AN EARLY Victorian cobbled street more than 150 years old has been unearthed by archaeologists investigating the site of a 12th Century Knights Templar mill at the 2012 London Olympics park.
The cobbled thoroughfare is to be ‘lifted up’ and preserved, then used in the huge park now being laid out as a legacy for East London.
Archaeologists believe the street unearthed 20ft below ground may be part of the original Temple Mills lane that was demolished in 1854 before being covered by thousands of tonnes of rubble over the last century-and-a-half.
The archaeologist Kieron Tyler said: “Looking below the amazingly preserved Victorian remains reveals an older mill structure and the exact form of the crucial industries in the Lea Valley down the centuries.”
His team of archaeologists from the Museum of London are carefully digging up the cobblestones and stockpiling them to be laid down in the new Olympics park.
Then they begin digging deeper to search for evidence of the original Knights Templar mill, known as Temple Mills, which started the industrialisation of the Lea Valley.
Olympics authority chief David Higgins said: “Clearing the massive site has given us the unique opportunity to look back into East London’s past before the area is transformed.
“Bringing back to life this cobbled street will be an important way of telling the fascinating story of the development of East London.”
The authority invited the archaeologists to look for evidence of prehistoric remains, from pre-Roman right through to Viking, Medieval and relatively recent industrial and military activities on the site.
Previous archaeological finds include a prehistoric settlement and the skeletons of four of its inhabitants, Roman artefacts and a complete 19 century boat used for hunting wild fowl on the River Lea. Second World War gun emplacements have also been unearthed.
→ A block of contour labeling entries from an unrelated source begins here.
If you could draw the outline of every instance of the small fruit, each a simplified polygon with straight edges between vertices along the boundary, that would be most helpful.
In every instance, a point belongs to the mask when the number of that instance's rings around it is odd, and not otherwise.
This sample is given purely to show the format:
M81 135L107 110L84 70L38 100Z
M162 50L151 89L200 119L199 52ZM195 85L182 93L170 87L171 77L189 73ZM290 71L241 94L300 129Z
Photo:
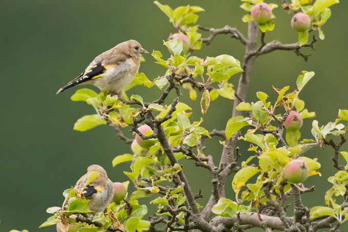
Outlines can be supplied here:
M113 201L117 203L123 200L127 195L127 188L124 184L119 182L115 182L114 183L114 188L115 193Z
M287 130L296 131L301 128L302 123L301 115L296 111L292 111L285 120L284 126Z
M264 24L271 19L272 10L268 4L260 3L251 9L251 17L258 24Z
M297 32L303 32L311 27L311 17L307 14L298 12L291 19L291 27Z
M130 150L133 153L136 154L140 154L141 151L143 150L142 147L139 145L138 142L137 142L137 140L134 139L130 145Z
M295 159L287 164L284 174L289 181L295 183L302 183L308 177L309 167L303 160Z
M185 54L187 53L188 50L190 49L190 46L191 46L191 43L190 42L189 39L188 39L188 38L187 38L187 36L186 36L185 34L180 33L176 33L172 35L170 34L169 38L168 38L168 41L172 40L177 38L181 39L181 41L183 42L183 50L185 52ZM169 48L168 48L168 50L169 50L170 53L172 54L173 54L172 51L169 49Z
M76 218L76 215L74 214L72 214L69 216L69 218L74 218L74 219ZM68 230L69 232L70 231L79 231L79 229L81 228L82 227L82 224L81 223L78 223L76 224L75 225L70 225L69 226L70 227ZM56 224L56 228L57 228L57 232L61 232L61 230L58 227L58 224Z
M139 131L143 135L150 129L151 128L148 125L144 125L139 127L138 130L139 130ZM136 134L135 135L135 139L137 140L137 142L139 145L143 148L150 148L151 146L154 145L156 142L156 140L153 139L143 140L138 134Z

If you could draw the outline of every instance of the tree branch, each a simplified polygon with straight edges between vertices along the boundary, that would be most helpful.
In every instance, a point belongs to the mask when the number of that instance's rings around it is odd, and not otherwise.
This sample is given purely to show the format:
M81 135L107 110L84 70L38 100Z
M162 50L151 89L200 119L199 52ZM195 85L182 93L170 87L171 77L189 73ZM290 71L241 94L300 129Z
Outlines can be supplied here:
M231 28L229 26L225 26L223 28L219 29L214 29L214 28L204 28L198 26L198 28L206 31L209 31L211 34L208 38L202 38L201 40L202 43L209 45L211 43L214 37L217 35L220 34L231 34L231 38L234 38L238 39L243 45L246 45L248 42L247 39L243 36L243 35L237 30L235 28Z

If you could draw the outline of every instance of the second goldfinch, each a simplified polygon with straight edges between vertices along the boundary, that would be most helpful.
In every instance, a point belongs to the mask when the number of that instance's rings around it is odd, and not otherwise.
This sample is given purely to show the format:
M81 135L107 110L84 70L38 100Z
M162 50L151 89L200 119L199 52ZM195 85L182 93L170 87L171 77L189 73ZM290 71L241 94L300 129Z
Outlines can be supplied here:
M80 76L60 88L57 94L75 86L91 84L103 91L121 95L139 70L144 53L148 52L136 40L119 44L97 56Z
M98 173L98 177L85 187L86 178L92 172ZM84 187L84 188L83 188ZM106 172L99 165L91 165L87 168L87 173L80 178L75 186L79 192L82 192L86 199L91 201L88 206L96 213L102 212L113 201L115 190L113 182L107 178Z

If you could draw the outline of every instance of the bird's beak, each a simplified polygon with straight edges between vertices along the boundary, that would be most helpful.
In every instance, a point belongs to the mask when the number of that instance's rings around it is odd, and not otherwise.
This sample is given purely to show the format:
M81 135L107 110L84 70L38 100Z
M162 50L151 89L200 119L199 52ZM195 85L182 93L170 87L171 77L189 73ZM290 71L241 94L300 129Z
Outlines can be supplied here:
M144 53L148 53L148 52L143 48L142 48L141 50L140 50L140 54L144 54Z

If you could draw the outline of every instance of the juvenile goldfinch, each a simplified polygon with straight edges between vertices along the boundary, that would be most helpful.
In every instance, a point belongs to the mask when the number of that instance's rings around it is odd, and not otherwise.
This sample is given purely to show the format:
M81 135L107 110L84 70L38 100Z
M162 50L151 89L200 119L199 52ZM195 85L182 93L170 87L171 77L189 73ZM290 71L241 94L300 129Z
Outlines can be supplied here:
M78 85L91 84L103 91L121 95L139 70L144 53L148 52L136 40L119 44L97 56L80 76L60 88L57 94Z
M92 172L98 173L98 177L93 180L84 188L84 185L88 177ZM99 165L91 165L87 168L87 173L80 178L75 186L79 192L81 192L86 199L91 201L88 206L90 209L96 213L104 211L107 206L113 201L114 184L107 178L107 175L104 168Z

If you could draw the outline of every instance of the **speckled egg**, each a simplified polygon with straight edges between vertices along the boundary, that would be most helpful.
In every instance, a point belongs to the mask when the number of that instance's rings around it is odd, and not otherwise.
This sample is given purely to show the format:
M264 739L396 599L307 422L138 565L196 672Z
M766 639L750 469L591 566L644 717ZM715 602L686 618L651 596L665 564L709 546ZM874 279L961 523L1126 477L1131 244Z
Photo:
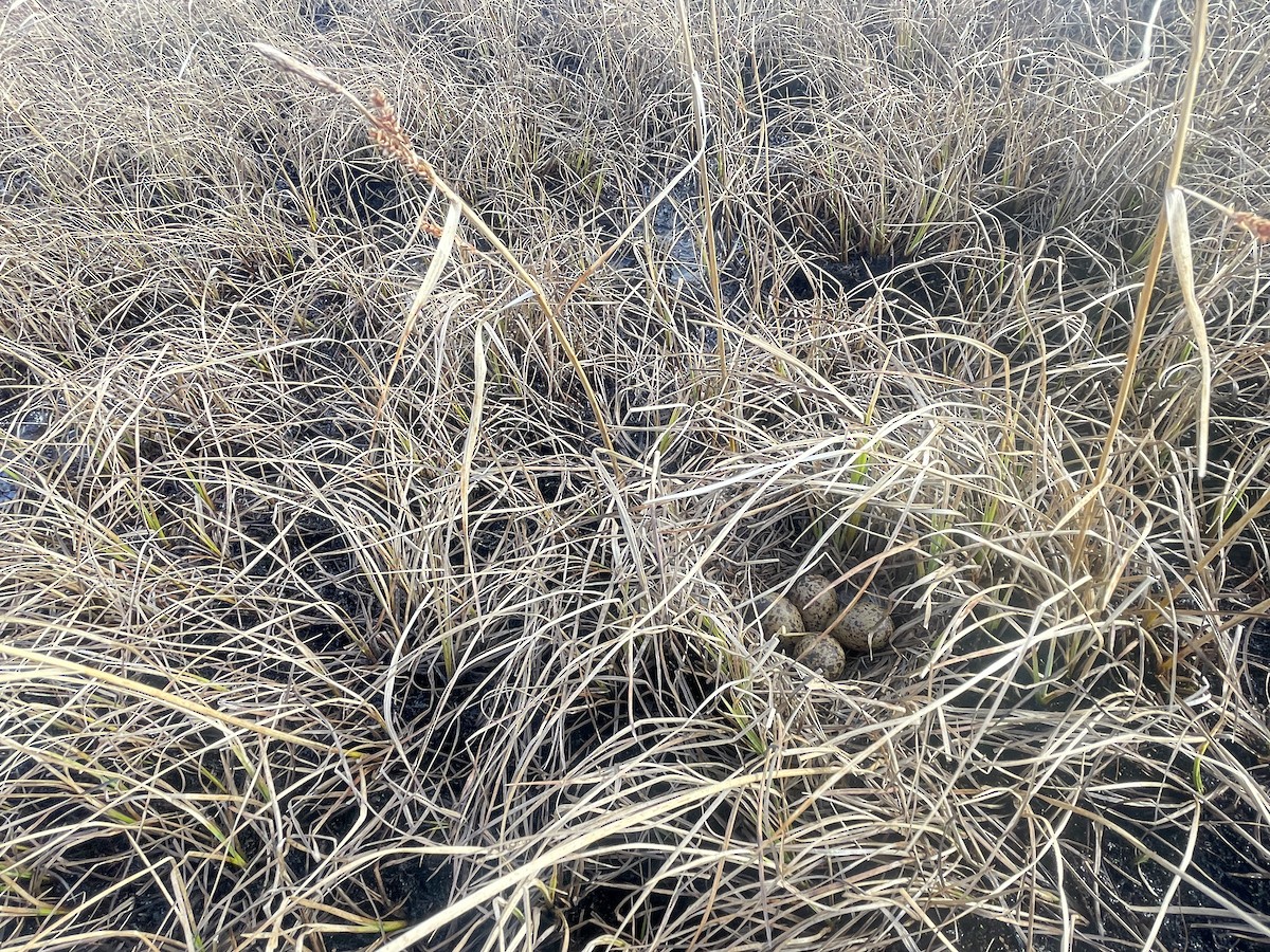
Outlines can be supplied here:
M833 637L829 635L808 635L801 638L794 655L798 663L810 668L822 678L834 680L842 677L842 669L847 666L847 655Z
M790 602L803 613L806 631L824 631L838 614L838 595L823 575L804 575L790 589Z
M855 595L851 594L851 598ZM843 607L850 604L845 597ZM829 632L848 651L878 651L895 637L895 623L886 607L872 595L861 595Z
M787 598L758 599L758 613L763 635L770 638L806 631L803 613Z

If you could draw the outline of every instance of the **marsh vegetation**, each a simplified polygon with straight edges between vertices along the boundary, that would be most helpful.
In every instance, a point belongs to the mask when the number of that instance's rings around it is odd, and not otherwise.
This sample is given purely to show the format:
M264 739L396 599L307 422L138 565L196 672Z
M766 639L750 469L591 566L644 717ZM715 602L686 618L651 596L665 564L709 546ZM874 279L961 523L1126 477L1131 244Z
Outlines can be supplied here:
M1266 15L6 4L0 947L1270 942Z

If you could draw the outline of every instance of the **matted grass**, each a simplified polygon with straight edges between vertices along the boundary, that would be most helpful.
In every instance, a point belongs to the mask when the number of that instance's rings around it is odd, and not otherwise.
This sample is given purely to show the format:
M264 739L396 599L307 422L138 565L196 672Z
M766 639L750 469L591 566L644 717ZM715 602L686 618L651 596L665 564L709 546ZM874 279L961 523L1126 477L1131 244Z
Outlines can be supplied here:
M1193 13L983 6L9 4L0 946L1270 942L1265 11L1109 440Z

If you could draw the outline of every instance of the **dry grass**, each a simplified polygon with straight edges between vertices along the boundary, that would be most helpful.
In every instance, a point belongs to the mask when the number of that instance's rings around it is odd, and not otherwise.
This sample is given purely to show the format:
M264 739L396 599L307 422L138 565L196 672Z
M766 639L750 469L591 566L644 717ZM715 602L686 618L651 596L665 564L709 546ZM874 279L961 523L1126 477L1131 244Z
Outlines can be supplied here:
M1270 942L1264 14L1110 428L1142 6L10 4L0 946Z

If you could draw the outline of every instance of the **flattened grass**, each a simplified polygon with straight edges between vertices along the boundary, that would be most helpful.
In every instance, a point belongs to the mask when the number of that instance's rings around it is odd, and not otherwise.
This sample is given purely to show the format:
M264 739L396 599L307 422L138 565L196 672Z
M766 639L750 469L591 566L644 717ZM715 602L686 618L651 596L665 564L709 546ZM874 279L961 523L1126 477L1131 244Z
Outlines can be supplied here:
M1270 70L1215 6L1107 440L1144 15L10 9L5 947L1265 942ZM841 683L810 567L900 630Z

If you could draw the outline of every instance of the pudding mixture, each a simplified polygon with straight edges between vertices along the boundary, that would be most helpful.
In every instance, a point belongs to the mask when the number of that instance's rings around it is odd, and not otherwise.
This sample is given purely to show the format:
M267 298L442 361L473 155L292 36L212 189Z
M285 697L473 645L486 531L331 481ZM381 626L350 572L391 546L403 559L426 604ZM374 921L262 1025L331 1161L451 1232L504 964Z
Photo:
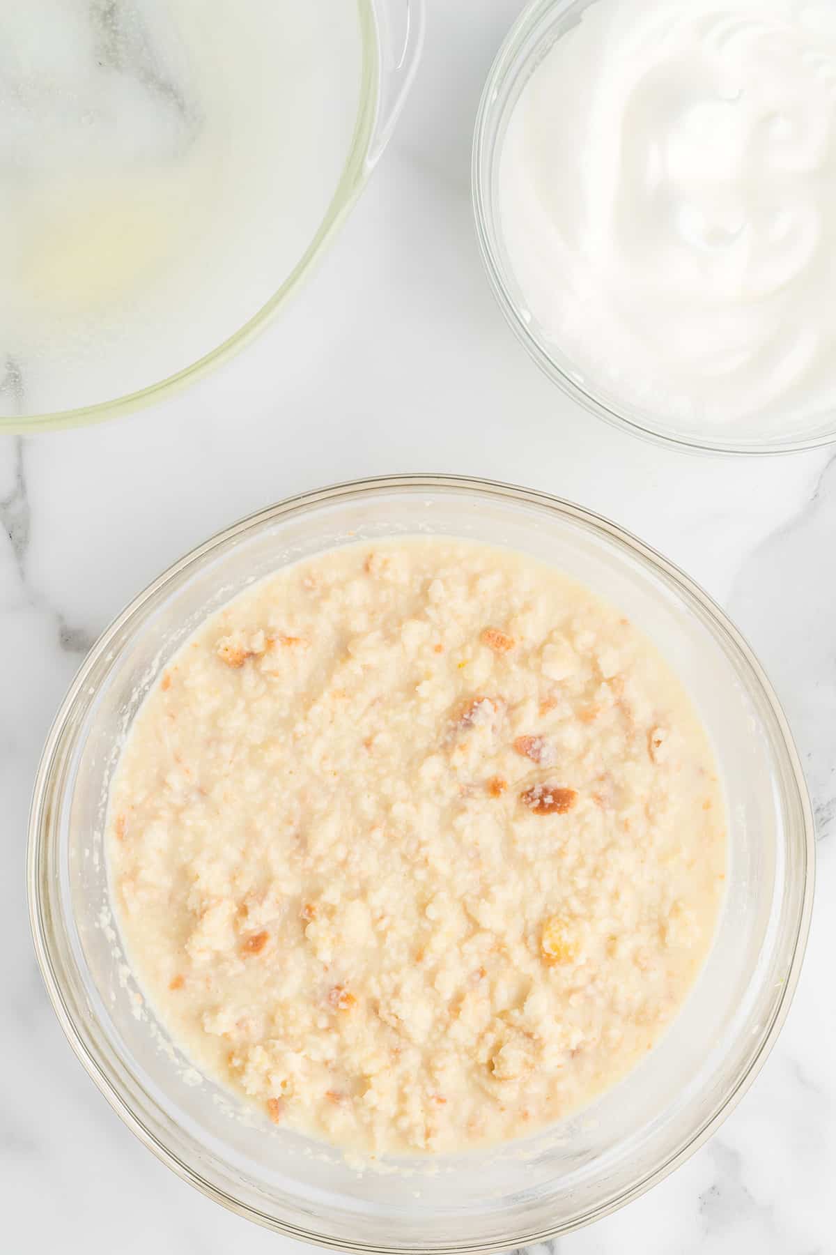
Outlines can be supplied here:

The archaeological investigations are part of the work to clean up nearly two square miles of land to make way for the 2012 Games, much of it contaminated by its industrial past.
HISTORY TO TEMPLE MILLS
THE Knights Templar built a water mill at Temple Mills between 1185 and 1278. A second mill was built on the opposite side of the mill stream in 1308.
The mills passed to the Hospital of St John of Jerusalem in Clerkenwell after the suppression of the Templars, then eventually back to the Crown after the Dissolution of the Catholic Church and leased to Clement Goldsmith in 1593.
A gunpowder mill and a leather mill were added in the 16th century, with another added in 1627 to grind corn. Other mills followed in the 1630s for working leather and gunpowder.